Peanut Butter Protein Bars Recipe

I’m about to give you three different variations to the best peanut butter protein bars you’ve ever had! Don’t believe me? Try them and you’ll see. All recipes are in both cups AND grams below (let me know in the comments below if you dig this method best).

One of the recipes is what we like to call ‘The Original Protein Pow Protein Bar’ version, the second version is a low-carb version of the original and the third is a vegan version.

Whichever version you choose, I suggest you make these bars using my ‘Press and Cut’ method. That way all your bars end up the same size. Making the bars this way also saves you time 🙂

The directions for all versions of these bars are the same so just scroll down below. I’ve included macro data under each recipe too!

DIY Peanut Butter Protein Bars Recipe
Notes before you dig into the recipes:

1. The type of peanut butter you use makes a big difference here. I recommend you try a nut butter that’s 100% peanuts – no palm oil, sugar, no nonsense. At home and at the office (and at all our workshops!) we always use Meridian’s nut butters because they’re 100% nuts. In the US, we go for the ones you’re able to make yourself, from scratch, at places like Whole Foods! They’re 100% peanut butter and lush.

2. All of the recipes below yield 4 traditionally-sized protein bars.

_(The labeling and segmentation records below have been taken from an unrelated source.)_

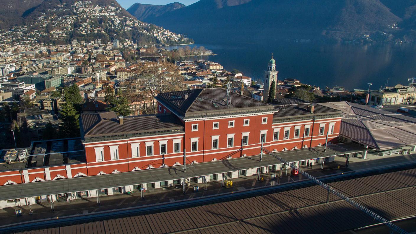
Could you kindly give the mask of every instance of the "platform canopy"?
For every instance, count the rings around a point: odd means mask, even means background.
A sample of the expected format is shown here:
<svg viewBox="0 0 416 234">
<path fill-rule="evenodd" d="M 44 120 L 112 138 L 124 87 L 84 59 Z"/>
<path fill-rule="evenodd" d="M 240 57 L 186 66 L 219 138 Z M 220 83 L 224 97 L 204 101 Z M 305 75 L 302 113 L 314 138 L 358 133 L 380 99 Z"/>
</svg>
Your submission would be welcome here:
<svg viewBox="0 0 416 234">
<path fill-rule="evenodd" d="M 416 118 L 348 102 L 319 105 L 342 112 L 342 137 L 380 150 L 416 145 Z"/>
<path fill-rule="evenodd" d="M 327 157 L 361 152 L 366 149 L 352 143 L 342 143 L 280 152 L 276 154 L 284 159 L 292 162 Z M 260 153 L 260 149 L 259 149 Z M 0 198 L 11 200 L 39 196 L 121 187 L 148 183 L 186 179 L 223 173 L 282 163 L 268 154 L 197 163 L 186 166 L 162 167 L 104 175 L 40 181 L 0 186 Z"/>
</svg>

If you want to make a tray-full, just multiply the ingredients!

3. Feel free to try ALL of these recipes to see which ones you like best!

4. If you’re feeling even MORE adventurous, dip your bars in dark chocolate (see below!)

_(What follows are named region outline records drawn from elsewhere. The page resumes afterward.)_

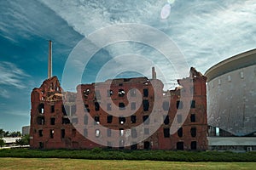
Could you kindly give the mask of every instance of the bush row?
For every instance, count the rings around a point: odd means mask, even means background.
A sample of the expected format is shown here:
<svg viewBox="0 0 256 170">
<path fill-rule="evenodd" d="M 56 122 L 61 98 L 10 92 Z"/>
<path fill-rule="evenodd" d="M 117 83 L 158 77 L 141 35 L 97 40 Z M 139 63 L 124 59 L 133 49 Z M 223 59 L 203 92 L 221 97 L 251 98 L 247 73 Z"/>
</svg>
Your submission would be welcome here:
<svg viewBox="0 0 256 170">
<path fill-rule="evenodd" d="M 150 160 L 171 162 L 256 162 L 256 152 L 3 149 L 0 157 Z"/>
</svg>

The Original Protein Pow Peanut Butter Bars

1/8 (15g) cup ground gluten-free oats (or oat flour)
1 tbsp (10g) whey protein (use whatever you have at home but, if you’re out, check out our amazing creamy all-natural & hormone-free whey!)
1 big tbsp. (9g-10g) coconut flour
2 tbsp (around 36g) crunchy peanut butter
1 tbsp (15g) honey
Dash of almond or rice milk (just enough to bind everything together!)

Macros per bar (out of 4): 95kcals, 7g carbs, 6g carbs, 5g fat and 2g fibre.

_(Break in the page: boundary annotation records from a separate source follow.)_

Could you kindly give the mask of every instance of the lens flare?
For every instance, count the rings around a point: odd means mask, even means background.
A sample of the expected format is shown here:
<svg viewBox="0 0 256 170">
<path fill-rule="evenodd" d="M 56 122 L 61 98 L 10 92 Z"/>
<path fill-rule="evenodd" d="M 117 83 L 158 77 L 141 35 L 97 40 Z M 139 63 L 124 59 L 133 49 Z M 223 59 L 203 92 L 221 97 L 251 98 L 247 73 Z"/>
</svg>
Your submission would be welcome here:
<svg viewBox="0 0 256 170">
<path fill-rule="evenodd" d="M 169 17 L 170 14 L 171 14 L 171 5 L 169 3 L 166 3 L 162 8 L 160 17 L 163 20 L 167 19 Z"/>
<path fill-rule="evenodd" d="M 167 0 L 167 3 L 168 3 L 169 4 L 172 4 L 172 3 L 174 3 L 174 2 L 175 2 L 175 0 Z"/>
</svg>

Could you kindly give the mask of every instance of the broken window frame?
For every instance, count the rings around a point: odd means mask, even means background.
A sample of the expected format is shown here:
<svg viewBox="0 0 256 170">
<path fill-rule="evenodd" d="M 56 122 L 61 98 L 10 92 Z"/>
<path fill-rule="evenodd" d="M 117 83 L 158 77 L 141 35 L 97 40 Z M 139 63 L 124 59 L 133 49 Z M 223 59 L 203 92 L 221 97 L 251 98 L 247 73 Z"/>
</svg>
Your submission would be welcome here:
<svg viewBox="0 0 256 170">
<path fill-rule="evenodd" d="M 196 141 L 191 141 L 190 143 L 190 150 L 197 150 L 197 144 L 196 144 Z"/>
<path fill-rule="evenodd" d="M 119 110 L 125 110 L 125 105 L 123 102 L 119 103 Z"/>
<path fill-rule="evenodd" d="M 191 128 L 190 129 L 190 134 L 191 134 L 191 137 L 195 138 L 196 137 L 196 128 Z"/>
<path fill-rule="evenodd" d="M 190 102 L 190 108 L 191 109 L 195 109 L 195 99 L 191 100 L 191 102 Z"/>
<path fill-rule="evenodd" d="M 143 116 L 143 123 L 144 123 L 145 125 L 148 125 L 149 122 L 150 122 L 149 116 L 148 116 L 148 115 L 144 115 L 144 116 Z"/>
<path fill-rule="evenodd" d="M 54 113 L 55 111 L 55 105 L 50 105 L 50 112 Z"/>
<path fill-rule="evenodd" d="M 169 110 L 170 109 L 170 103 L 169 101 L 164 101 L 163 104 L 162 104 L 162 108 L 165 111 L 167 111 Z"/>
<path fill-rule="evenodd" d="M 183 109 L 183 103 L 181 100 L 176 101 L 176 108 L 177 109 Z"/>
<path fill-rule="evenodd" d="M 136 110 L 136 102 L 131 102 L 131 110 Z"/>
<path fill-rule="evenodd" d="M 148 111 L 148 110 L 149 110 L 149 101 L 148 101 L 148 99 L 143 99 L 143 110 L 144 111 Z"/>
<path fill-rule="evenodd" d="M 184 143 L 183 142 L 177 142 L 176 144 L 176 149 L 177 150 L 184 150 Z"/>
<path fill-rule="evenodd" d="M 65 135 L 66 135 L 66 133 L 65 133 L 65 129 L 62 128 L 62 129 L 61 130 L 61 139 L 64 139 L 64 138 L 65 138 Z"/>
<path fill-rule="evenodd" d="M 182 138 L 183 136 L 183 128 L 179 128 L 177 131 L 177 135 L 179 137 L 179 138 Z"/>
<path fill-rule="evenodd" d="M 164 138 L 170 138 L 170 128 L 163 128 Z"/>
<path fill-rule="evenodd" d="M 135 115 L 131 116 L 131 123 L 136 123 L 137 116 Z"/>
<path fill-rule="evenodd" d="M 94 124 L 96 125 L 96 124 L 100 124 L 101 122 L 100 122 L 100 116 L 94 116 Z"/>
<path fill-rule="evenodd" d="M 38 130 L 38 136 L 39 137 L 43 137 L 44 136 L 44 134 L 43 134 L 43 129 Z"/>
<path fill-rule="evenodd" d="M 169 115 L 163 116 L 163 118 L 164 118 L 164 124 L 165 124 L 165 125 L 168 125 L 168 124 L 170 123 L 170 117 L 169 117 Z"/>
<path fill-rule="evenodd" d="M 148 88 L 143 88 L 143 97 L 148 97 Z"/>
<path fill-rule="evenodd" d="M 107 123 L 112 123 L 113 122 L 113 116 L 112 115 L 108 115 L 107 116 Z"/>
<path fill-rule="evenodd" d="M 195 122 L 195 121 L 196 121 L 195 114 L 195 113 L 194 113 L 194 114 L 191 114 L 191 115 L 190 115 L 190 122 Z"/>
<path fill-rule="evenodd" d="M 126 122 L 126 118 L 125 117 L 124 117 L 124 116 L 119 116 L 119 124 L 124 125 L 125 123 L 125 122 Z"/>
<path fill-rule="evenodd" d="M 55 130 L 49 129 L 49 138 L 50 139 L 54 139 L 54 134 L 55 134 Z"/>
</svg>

Vegan Peanut Butter Protein Pow Bars

4g (1/2 tbsp) gluten-free oat flour (just blitz your rolled oats to make it?)
1/8 cup (15g) pea protein (I recommend our unflavoured golden pea powder – it’s less savoury than a lot of other pea proteins out there and very versatile)
1/4 cup (30g) ground almonds
2 tbsp (around 36g) crunchy peanut butter
1/8 (21) agave syrup
2.5 tbsp (18ml) almond or rice milk (just enough to bind everything together!)

Macros per bar (out of 4): 132kcals, 7.8g carbs, 7.45g protein, 8g fat and 2g fiber!

Low-Carb Peanut Butter Protein Pow Bars

1/4 cup (32g) ground almonds (or more if you want them even cakier)
Bit under 2 tbsp (around 30g) crunchy – or smooth – peanut butter
1/8 cup (10g) whey protein
1/8 cup (12g) pea protein
1/8 cup (39ml) IMO syrup (I used Sukrin Clear syrup here, available here in the US and here in the UK)
2 tsps (12ml) almond milk (just enough to bind everything together!)
10 stevia drops (I used Nutrinick’s vanilla)

Macros per bar (out of 4): 135kcals, 3g carbs, 9g protein, 8g fat, and 8g fiber!


Combine all ingredients in a big bowl and, using your (ideally gloved?) hands, press everything together until you get a big and delicious protein dough. Taste it but control yourself, you don’t want to eat it all yet, even though you’ll want to!

Press this dough onto a (baking paper-lined) tray. Stick it in the fridge for 15-30 minutes (this will make the bars easier to cut.)

Slice and enjoy!

Storage Instructions: 

Keep the bars refrigerated and in an air-tight container after making them. This goes for any/all POW recipes you make. Keep them in the fridge and enjoy them within 3 days! Alternatively, you can freeze them and enjoy them within a month. Just make sure they’re in an airtight container when you do and don’t re-frost after de-frosting.